### Read in file containing all subway entrances/exits from https://data.ny.gov/Transportation/NYC-Transit-Subway-Station-Map/6xm2-7ffy

In [None]:
import pandas as pd
stopsNYC = pd.read_csv('NYC_Transit_Subway_Entrance_And_Exit_Data.csv')


Fill nulls and change data types

In [None]:
stopsNYC = stopsNYC.fillna(0)

#change to int to get rid of decimal
stopsNYC = stopsNYC.astype({'Route8': int, 'Route9': int, 'Route10': int, 'Route11': int})

#change to object to match other route columns
stopsNYC = stopsNYC.astype({'Route8': object, 'Route9': object, 'Route10': object, 'Route11': object})

#change all route columns to string to concatentate
stopsNYC = stopsNYC.astype({'Route1': str, 'Route2': str, 'Route3': str, 'Route4': str, 'Route5': str, 'Route6': str, 'Route7': str, 'Route8': str, 'Route9': str, 'Route10': str, 'Route11': str})

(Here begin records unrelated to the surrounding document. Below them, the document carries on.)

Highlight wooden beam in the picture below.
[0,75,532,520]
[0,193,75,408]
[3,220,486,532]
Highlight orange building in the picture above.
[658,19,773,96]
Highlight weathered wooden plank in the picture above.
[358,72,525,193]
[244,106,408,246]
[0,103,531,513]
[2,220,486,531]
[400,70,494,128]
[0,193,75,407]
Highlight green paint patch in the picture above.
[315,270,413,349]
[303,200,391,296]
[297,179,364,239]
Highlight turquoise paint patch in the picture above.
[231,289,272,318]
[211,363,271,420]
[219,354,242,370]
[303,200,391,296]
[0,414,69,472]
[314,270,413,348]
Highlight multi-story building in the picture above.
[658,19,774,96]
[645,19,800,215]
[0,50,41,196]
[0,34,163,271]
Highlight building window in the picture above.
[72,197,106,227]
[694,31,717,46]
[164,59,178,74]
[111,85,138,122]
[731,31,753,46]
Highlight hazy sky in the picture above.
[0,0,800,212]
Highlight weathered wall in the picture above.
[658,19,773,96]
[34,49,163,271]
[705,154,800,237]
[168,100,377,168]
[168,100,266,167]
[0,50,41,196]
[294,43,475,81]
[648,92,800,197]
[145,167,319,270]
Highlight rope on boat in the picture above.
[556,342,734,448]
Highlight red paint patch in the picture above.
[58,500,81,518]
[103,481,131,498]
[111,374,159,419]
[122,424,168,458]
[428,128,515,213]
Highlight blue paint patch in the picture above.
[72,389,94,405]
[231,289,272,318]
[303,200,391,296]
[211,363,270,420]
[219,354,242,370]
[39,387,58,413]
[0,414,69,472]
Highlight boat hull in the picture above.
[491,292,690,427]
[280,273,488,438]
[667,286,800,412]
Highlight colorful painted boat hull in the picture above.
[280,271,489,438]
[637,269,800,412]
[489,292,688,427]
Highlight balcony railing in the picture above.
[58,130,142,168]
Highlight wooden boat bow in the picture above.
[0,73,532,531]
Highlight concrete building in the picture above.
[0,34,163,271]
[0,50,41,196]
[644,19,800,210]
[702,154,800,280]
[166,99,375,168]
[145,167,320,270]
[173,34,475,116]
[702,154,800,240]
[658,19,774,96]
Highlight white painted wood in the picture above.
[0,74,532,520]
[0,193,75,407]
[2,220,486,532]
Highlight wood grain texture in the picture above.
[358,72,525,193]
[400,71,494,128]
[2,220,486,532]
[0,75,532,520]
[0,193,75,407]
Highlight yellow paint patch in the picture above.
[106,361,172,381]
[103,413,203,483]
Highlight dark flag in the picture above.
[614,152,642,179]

Combine all line columns into one, placing zeros when the line doesn't stop at the station, and separating by commas

In [None]:
cols = ['Route1','Route2','Route3','Route4','Route5','Route6','Route7','Route8','Route9','Route10','Route11']
stopsNYC['All Lines'] = stopsNYC[cols].apply(lambda row: ', '.join(row.values.astype(str)), axis =1)

Remove original line columns

In [None]:
stopsNYC = stopsNYC.drop(['Route1','Route2','Route3','Route4','Route5','Route6','Route7','Route8','Route9','Route10','Route11'], axis= 1)

Drop unneeded columns

In [None]:
stopsNYC = stopsNYC.drop(['Entrance Type','Entry','Exit Only','Vending','Staff Hours','ADA','ADA Notes','Free Crossover','North South Street','East West Street','Corner','Entrance Latitude','Entrance Longitude','Station Location','Entrance Location','entrance_georeference','station_georeference'], axis = 1)

Remove errors by index - This is errors from the original data that created extra rows when aggregated.

In [None]:
stopsNYC = stopsNYC.drop([stopsNYC.index[153],stopsNYC.index[1231]])

Group by line, station name and all lines to focus on station latitude and longitude, not each individual entrance. Aggregate the station longitude and latitude - All have the same values, so choosing median() will not change the output.

In [None]:
stopsNYCexport = stopsNYC.groupby(['Line','Station Name','All Lines'])['Station Latitude','Station Longitude'].median()

Export to csv in a folder for exported data

In [None]:
stopsNYCexport.to_csv(r'C:\{file_path}\Exports\stopsNYCgrouped.csv', header=True)